We all know about the August 2001 memo warning President Bush that terrorists were determined to strike inside the US. Thirty-six days later, they did. Well, today scientists tell us we have a ten-year window — if even that — before catastrophic climate change becomes inevitable and irreversible. We have to use the narrow window we have to forestall a crisis while we still can. We have to connect the dots, and we have to act. I agree with my friend Dick Armitage’s assessment on future national threats to the United States:
If I had to say what might be the biggest long term threat I’d say it might be climate change.
In 2007, eleven former Admirals and high-ranking generals issued a report from the Center for Naval Analysis warning that climate change is a “threat multiplier” with “the potential to create sustained natural and humanitarian disasters on a scale far beyond those we see today.” General Anthony Zinni, former commander of our forces in the Middle East, was characteristically blunt. He warned that without action — and I quote:
[W]e will pay the price later in military terms. And that will involve human lives. There will be a human toll.
Why? Because climate change injects a major new source of chaos, tension, and human insecurity into an already volatile world. It threatens to bring more famine and drought, worse pandemics, more natural disasters, more resource scarcity, and human displacement on a staggering scale. We risk fanning the flames of failed-statism, and offering glaring opportunities to the worst actors in our international system. In an interconnected world, that endangers all of us.

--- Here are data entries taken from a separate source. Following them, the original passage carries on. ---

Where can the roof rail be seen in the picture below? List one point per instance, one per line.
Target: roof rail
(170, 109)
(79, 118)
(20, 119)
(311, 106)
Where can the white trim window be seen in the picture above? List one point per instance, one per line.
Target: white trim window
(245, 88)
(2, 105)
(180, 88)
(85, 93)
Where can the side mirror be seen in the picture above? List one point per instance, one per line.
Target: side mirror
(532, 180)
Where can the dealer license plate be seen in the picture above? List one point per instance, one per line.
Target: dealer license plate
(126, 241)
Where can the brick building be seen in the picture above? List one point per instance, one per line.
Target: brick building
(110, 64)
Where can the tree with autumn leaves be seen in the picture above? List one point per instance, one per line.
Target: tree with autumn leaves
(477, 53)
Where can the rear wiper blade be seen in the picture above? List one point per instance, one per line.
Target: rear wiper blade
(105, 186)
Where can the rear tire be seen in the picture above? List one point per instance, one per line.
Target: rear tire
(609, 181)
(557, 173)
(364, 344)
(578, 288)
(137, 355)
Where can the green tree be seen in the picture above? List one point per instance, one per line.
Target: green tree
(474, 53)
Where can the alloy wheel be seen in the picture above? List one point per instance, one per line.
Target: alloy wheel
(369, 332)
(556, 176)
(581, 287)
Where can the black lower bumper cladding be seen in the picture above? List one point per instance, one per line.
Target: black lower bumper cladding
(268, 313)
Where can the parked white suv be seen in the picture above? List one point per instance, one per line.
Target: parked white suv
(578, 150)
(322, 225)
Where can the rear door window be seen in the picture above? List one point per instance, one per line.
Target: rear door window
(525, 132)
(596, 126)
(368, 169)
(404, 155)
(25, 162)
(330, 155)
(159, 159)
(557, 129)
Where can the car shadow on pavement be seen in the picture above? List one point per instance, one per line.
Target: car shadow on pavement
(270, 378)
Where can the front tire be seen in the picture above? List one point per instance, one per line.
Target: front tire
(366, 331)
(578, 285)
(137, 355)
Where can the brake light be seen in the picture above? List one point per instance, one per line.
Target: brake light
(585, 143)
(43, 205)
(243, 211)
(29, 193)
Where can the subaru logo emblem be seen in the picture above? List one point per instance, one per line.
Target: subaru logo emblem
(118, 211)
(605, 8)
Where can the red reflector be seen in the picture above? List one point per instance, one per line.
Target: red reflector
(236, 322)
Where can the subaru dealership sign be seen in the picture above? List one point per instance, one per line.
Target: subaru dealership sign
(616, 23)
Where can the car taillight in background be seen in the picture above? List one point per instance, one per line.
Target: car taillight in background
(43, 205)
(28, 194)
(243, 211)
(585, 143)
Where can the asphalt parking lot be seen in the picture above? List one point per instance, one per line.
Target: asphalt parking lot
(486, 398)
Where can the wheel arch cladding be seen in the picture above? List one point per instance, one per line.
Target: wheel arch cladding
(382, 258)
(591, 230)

We all know Darfur’s genocide is a brutal choice made by leaders in Khartoum. But the conflict between the so-called “Arabs” and “Africans” has its roots in shifts in climate over the last four decades. Inch by inch, year by year, the desert consumed already scarce farmland, forcing farmers and herders to compete over ever-dwindling resources. Eventually the desert had grown by 60 miles, rainfall diminished by as much as 30%, and tensions arose. This is one example of how climate change contributes to a more dangerous world.
Nowhere is the nexus between today’s threats and climate change more acute than in South Asia–the home of Al Qaeda and the center of our terrorist threat. Scientists are now warning that the Himalayan glaciers, which supply water to almost a billion people from China to Afghanistan, could disappear completely by 2035. At a moment when the American government is scrambling to ratchet down tensions and preparing to invest billions to strengthen Pakistan’s capacity to deliver for its people—it’s infuriating to think that climate change could work so powerfully in the opposite direction.

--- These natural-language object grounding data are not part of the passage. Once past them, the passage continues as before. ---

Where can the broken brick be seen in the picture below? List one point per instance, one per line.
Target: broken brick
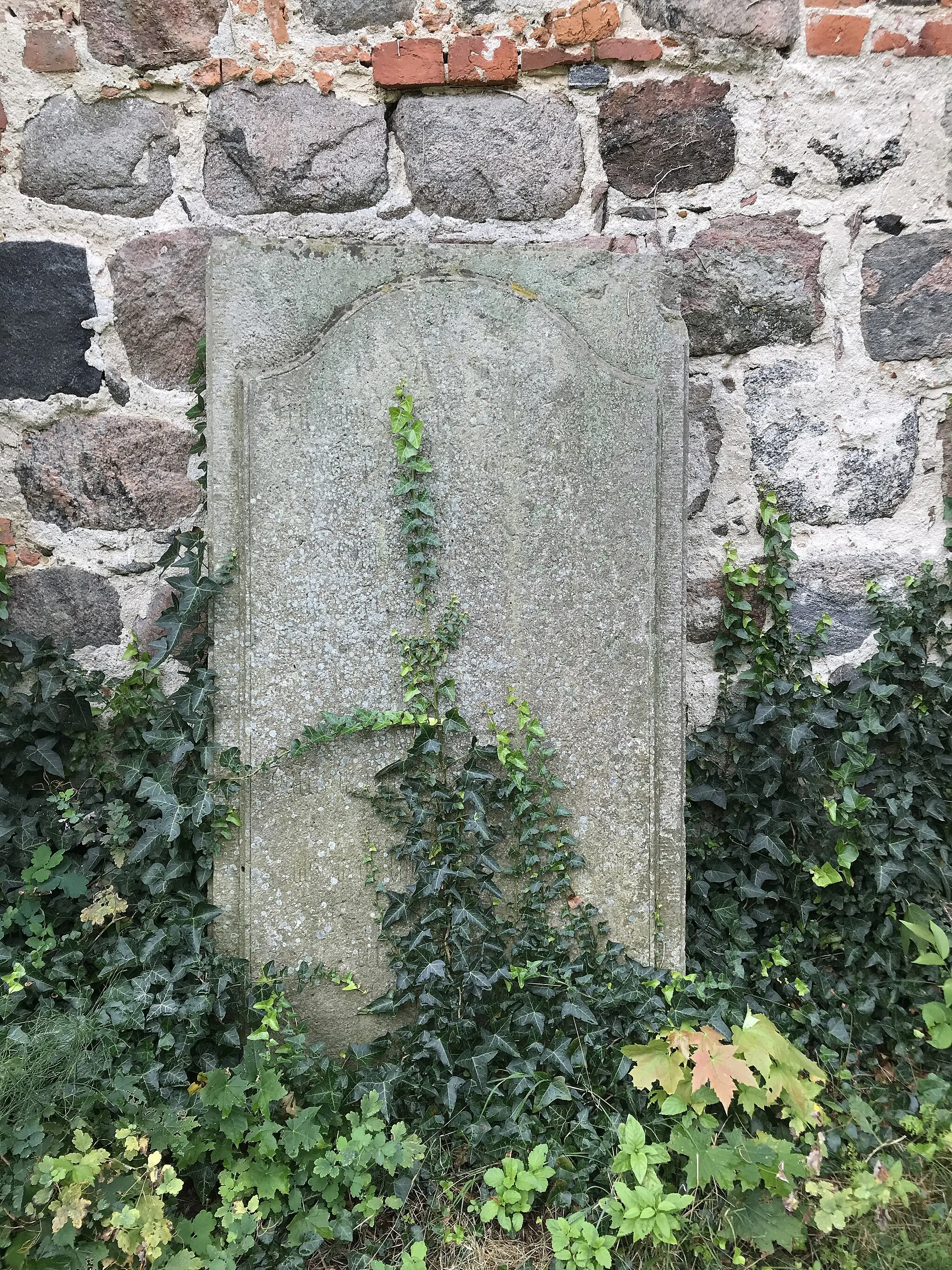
(836, 35)
(541, 59)
(277, 14)
(483, 60)
(408, 63)
(629, 50)
(49, 53)
(596, 22)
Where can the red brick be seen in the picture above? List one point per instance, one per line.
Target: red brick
(405, 63)
(889, 41)
(595, 22)
(49, 53)
(628, 50)
(209, 75)
(836, 35)
(935, 41)
(541, 59)
(483, 60)
(346, 54)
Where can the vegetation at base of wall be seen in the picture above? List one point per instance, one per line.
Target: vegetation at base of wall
(550, 1097)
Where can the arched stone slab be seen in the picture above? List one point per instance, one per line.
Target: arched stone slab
(553, 388)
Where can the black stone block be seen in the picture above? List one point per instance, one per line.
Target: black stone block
(45, 296)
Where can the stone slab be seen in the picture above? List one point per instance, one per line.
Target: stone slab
(553, 384)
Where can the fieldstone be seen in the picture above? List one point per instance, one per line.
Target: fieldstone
(774, 23)
(49, 51)
(139, 33)
(339, 17)
(111, 472)
(72, 606)
(657, 136)
(289, 149)
(146, 628)
(45, 298)
(907, 305)
(801, 447)
(106, 157)
(496, 157)
(159, 303)
(852, 616)
(751, 281)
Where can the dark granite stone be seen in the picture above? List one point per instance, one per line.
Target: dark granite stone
(72, 606)
(907, 305)
(45, 296)
(339, 17)
(659, 136)
(751, 281)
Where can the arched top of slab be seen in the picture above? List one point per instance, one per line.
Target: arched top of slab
(512, 291)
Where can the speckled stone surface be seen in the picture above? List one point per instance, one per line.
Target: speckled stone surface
(553, 383)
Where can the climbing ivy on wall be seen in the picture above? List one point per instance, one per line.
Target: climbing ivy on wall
(817, 821)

Privately, we already hear the simmering resentment of diplomats whose countries bear the costs of our emissions. I can tell you from my own experience: it is real, and it is prevalent. It’s not hard to see how this could crystallize into a virulent, dangerous, public anti-Americanism. That’s a threat, too. Remember: the very places least responsible for climate change—and least equipped to deal with its impacts—will be among the very worst affected.

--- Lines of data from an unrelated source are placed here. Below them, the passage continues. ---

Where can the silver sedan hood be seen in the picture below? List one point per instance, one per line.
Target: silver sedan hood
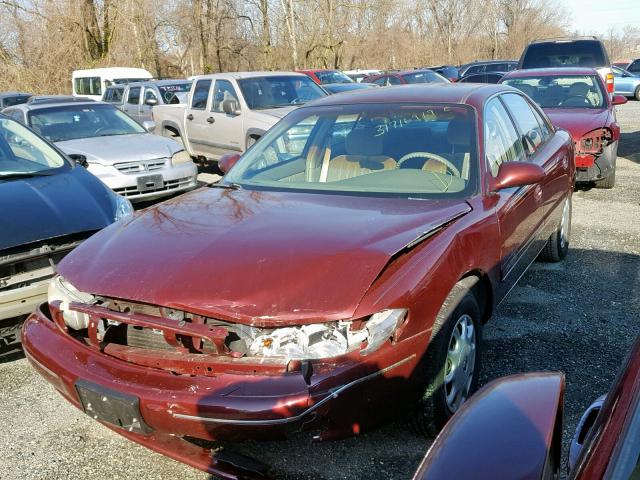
(113, 149)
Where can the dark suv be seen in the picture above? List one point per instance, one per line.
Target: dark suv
(569, 52)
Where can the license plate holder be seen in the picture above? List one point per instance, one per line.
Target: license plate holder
(115, 408)
(150, 182)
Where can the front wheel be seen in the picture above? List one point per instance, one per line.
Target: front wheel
(452, 362)
(557, 246)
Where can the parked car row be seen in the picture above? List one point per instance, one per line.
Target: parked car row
(348, 260)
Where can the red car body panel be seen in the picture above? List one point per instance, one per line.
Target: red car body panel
(510, 429)
(276, 258)
(581, 121)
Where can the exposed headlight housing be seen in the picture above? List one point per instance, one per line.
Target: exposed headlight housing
(124, 208)
(180, 157)
(316, 341)
(61, 290)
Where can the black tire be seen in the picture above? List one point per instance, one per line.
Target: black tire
(432, 410)
(609, 181)
(557, 246)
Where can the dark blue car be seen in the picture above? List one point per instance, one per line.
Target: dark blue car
(48, 205)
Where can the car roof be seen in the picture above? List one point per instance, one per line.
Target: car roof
(240, 75)
(54, 104)
(547, 72)
(158, 82)
(416, 93)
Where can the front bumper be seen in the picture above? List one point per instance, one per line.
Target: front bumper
(223, 405)
(175, 178)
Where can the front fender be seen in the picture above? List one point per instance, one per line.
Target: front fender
(511, 429)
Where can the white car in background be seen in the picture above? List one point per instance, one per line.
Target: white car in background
(113, 146)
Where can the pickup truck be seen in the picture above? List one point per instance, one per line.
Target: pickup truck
(228, 112)
(139, 98)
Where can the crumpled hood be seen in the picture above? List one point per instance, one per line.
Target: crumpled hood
(39, 208)
(121, 148)
(263, 258)
(578, 121)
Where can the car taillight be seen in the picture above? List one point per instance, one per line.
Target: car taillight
(610, 82)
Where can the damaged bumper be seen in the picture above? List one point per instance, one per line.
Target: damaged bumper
(224, 403)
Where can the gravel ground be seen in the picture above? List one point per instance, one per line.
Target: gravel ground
(580, 317)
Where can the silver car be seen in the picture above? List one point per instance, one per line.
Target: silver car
(114, 147)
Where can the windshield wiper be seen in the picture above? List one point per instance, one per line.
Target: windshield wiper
(23, 174)
(228, 186)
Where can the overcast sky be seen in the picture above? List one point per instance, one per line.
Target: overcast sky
(598, 16)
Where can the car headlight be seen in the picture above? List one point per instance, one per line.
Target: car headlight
(180, 157)
(311, 342)
(61, 290)
(124, 208)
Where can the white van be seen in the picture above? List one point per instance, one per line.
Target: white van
(92, 83)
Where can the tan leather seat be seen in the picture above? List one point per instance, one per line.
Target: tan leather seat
(363, 155)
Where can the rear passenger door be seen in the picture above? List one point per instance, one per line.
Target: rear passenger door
(226, 128)
(519, 209)
(132, 103)
(198, 129)
(551, 155)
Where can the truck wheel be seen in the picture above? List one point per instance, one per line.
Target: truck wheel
(609, 181)
(557, 246)
(451, 364)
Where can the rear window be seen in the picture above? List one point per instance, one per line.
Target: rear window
(577, 53)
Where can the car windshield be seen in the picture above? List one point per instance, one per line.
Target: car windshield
(426, 76)
(333, 76)
(368, 149)
(170, 91)
(562, 91)
(279, 91)
(70, 122)
(579, 53)
(22, 153)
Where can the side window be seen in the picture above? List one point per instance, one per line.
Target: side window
(222, 90)
(200, 95)
(134, 96)
(501, 140)
(523, 115)
(150, 94)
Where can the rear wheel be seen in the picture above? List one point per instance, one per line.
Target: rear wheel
(452, 362)
(557, 246)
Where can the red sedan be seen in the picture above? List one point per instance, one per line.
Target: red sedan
(576, 100)
(512, 429)
(406, 77)
(347, 262)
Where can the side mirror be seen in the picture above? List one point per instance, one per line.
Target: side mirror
(149, 125)
(517, 174)
(619, 100)
(231, 107)
(79, 159)
(227, 161)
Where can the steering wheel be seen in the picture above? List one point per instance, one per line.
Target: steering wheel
(574, 97)
(431, 156)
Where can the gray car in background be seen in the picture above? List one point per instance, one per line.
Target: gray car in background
(140, 97)
(114, 147)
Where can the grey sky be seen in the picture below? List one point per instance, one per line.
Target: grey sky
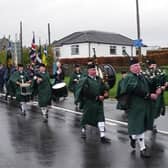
(68, 16)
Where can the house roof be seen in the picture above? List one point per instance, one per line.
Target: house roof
(94, 37)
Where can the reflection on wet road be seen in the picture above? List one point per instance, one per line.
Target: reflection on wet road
(27, 142)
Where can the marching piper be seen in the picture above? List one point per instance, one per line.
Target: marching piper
(92, 91)
(157, 79)
(21, 82)
(43, 90)
(140, 117)
(74, 81)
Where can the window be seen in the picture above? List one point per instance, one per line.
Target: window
(57, 52)
(75, 50)
(124, 50)
(113, 50)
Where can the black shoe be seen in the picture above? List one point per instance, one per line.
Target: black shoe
(105, 140)
(145, 153)
(132, 142)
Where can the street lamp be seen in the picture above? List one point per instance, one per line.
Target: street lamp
(138, 31)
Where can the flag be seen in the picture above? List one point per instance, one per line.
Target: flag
(44, 56)
(32, 52)
(38, 56)
(9, 55)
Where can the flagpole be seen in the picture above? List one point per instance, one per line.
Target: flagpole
(21, 48)
(49, 35)
(138, 31)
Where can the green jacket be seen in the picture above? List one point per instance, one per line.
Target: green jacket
(140, 116)
(87, 92)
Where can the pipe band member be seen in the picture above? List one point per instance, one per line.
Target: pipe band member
(92, 91)
(43, 90)
(18, 79)
(140, 117)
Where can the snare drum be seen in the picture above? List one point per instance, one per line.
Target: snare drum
(25, 89)
(60, 90)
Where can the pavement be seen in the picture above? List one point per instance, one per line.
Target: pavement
(27, 142)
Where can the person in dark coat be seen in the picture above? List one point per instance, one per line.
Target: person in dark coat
(122, 99)
(157, 80)
(18, 79)
(92, 91)
(59, 79)
(74, 81)
(43, 90)
(140, 116)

Closer to home, there is scarcely an instrument of American foreign policy that will be untouched by a changing climate. Diego Garcia Island in the Indian Ocean, a vital hub for our military operations across the Middle East, sits on an atoll just a few feet above sea level. Norfolk, VA, home to our Atlantic Fleet, will be submerged by one meter of sea level rise. All of our Navy’s piers are actually cemented to the ocean floor — which means that any rise in sea level will literally require the Navy to rebuild all of them. Are these problems insurmountable? No. But they will be expensive, and they risk compromising our readiness.
Unfortunately, not everyone in our domestic politics appreciates the stakes. So we live in a country where if you dismiss the threat posed by terrorism, you would be laughed out of the political mainstream. But if you dismiss the threat of climate change, you might just find yourself a leadership position inside the Republican Party. Armitage doesn’t think that “politicians have the courage to really take dramatic steps.” That needs to change.
If myself, Al Gore, and thousands of scientists and security experts and leaders around the world are wrong, we still have global development, clean air, vibrant new industries, healthier citizens, and no more addiction to the foreign oil that funds despots and terrorists. But if the deniers and delayers are wrong, we face not only a ravaged environment, but also a much more dangerous world. Folks, is there even a choice here?